Violência infantil na mídia: efeitos de sentido

Autores

  • Benalva da Silva Vitorio Universidade Católica de Santos.
  • Wellington Teixeira Lisboa
  • Mariana Diegues Corona do Prado
  • Mateus Catalani Pirani
  • Mayara Gil Fonseca
  • Miriam Costa Nascimento

DOI:

https://doi.org/10.31501/comunicologiaissn19812132.v6i1.5225

Resumo

Partindo do senso comum de que o crime vende jornal e aumenta a audiência das mídias, o presente artigo demonstra que o interesse do público pelos acontecimentos veiculados nos meios de comunicação depende das condições de produção dos sujeitos envolvidos: de um lado, dos profissionais que recolhem, hierarquizam e difundem o fato; de outro, daqueles que tomam conhecimento da produção jornalística.
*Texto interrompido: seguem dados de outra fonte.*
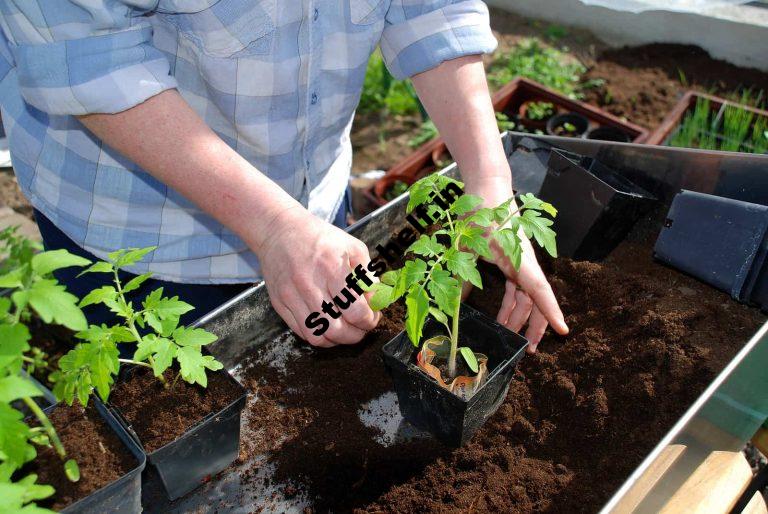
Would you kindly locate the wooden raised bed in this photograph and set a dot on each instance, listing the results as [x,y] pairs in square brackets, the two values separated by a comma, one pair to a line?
[688,102]
[425,159]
Com base nos princípios e procedimentos da análise de discurso da Escola Francesa, tomamos dois casos registrados na mídia impressa brasileira, em abril de 2011, envolvendo crianças como vítimas de violência, com o propósito de confirmar a premissa de que há diferentes maneiras de ler. Ao “entrar” no discurso, o leitor participa do baile das palavras, construindo sentidos. Está, portanto, “fadado” à interpretação.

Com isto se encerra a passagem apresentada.